In many cases, the nutrients available in the wastewater are insufficient for naturally existing bacteria to achieve maximum growth. On the other hand, in certain instances, operators might need a shock dose of bacteria to kick off a new system or boost a lazy microbial process. “In situations like these, naturally occurring bacteria can be added in forms of liquid, powder, or solid, to replace the use of activated sludge to treat municipal and industrial wastewater at the plant,” says Abu-Chakra. “On a commercial level, bacteria are widely used in Dubai by kitchen service providers to maintain the cleanliness of grease traps and drainage. Bacteria love to feed on organic waste, and kitchen grease trap and drainages are full of fat, oil and grease (FOG), which provides an optimum living condition for bacteria. This in turn results in breaking down the FOG, preventing blockage, sludge/scum accumulation and bad odour in the kitchens,” informs Abu-Chakra.
Abu-Chakra further highlights another important issue about septic tanks. “I have noticed that many hotels, malls and residential building that have their own separate septic tanks are barely in a ‘healthy’ state due to its tough condition, lack of oxygen and the underground toxicity allowing anaerobic bacteria to grow and spread. Septic tanks are usually located in the basements, without proper ventilation; the intensity of the sewage odour can breach up to the toilets inconveniencing the guests and residents. The problem might also escalate to the HVAC system spreading the odour in lobbies and parking lots. As a precaution, a property must follow a proper cleaning sequence.
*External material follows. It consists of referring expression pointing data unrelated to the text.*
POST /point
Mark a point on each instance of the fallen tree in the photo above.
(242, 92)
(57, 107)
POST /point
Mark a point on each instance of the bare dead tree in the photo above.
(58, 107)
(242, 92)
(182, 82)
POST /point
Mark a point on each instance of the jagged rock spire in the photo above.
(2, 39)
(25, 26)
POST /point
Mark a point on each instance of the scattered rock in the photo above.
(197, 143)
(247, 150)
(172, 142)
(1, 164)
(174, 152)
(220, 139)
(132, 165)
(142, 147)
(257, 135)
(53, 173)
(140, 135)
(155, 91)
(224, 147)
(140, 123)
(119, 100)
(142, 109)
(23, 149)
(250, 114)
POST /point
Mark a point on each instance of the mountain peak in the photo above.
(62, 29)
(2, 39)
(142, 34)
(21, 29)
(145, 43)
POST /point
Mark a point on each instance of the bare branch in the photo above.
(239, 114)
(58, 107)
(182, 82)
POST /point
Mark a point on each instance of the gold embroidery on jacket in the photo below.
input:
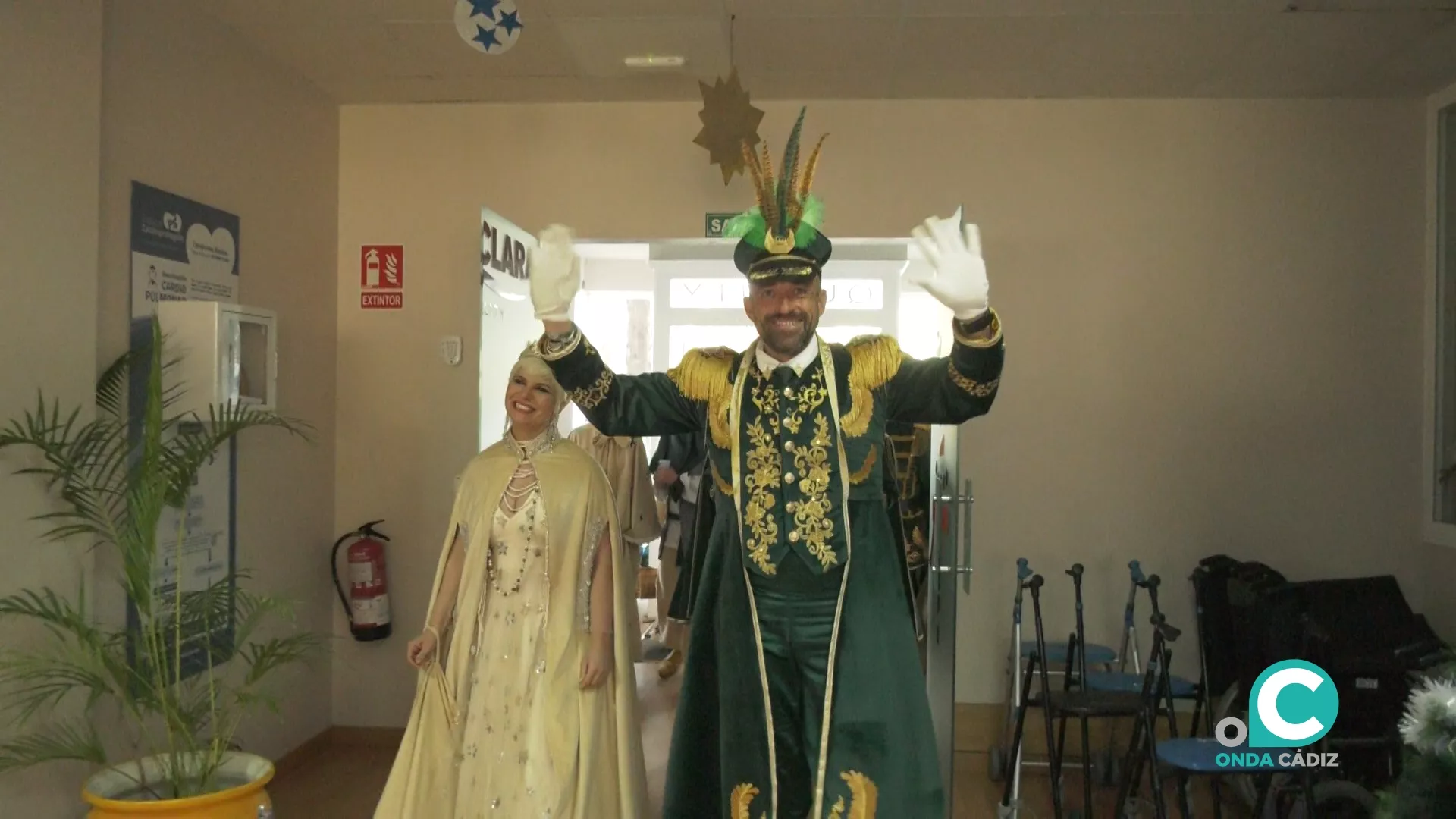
(813, 523)
(810, 397)
(873, 362)
(859, 475)
(588, 398)
(742, 800)
(862, 798)
(979, 390)
(702, 375)
(764, 472)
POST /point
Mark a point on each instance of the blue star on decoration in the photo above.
(510, 22)
(487, 37)
(484, 8)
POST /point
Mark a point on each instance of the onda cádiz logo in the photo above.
(1292, 704)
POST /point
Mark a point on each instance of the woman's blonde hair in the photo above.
(533, 365)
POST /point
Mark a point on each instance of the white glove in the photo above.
(555, 275)
(957, 276)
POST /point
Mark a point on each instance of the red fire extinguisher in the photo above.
(367, 602)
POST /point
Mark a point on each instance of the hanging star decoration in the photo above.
(490, 27)
(730, 123)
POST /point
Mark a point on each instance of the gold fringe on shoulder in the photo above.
(873, 362)
(742, 800)
(702, 375)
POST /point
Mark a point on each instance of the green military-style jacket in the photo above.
(795, 465)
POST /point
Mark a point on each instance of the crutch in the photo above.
(1009, 806)
(1015, 695)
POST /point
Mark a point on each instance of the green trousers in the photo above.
(797, 621)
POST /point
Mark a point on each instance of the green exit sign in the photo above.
(714, 224)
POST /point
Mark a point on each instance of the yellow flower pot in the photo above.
(242, 776)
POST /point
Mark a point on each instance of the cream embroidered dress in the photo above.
(501, 726)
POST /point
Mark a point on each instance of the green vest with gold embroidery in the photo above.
(792, 499)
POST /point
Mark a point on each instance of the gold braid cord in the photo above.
(590, 397)
(873, 362)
You can also introduce bacteria in the form of tablets as a solution for the odour.”
Coming back to cleaning solutions, Abu-Chakra reiterates that bacteria can also be deployed as a ready-touse cleaning solution that is also compatible with other cleaning surfactants. “It can be used to develop a fully established ‘green’ detergent range for all-purpose cleaners, carpet cleaners, drain treatment, degreasers and odour control. It is sustainable because it is eco-friendly and doesn’t harm the sewer system. Also, it is known that bio-detergents have a longlasting residual effect, as it creates a biofilm of ‘good’ bacteria to protect the surface further after cleaning,” concludes Abu-Chakra.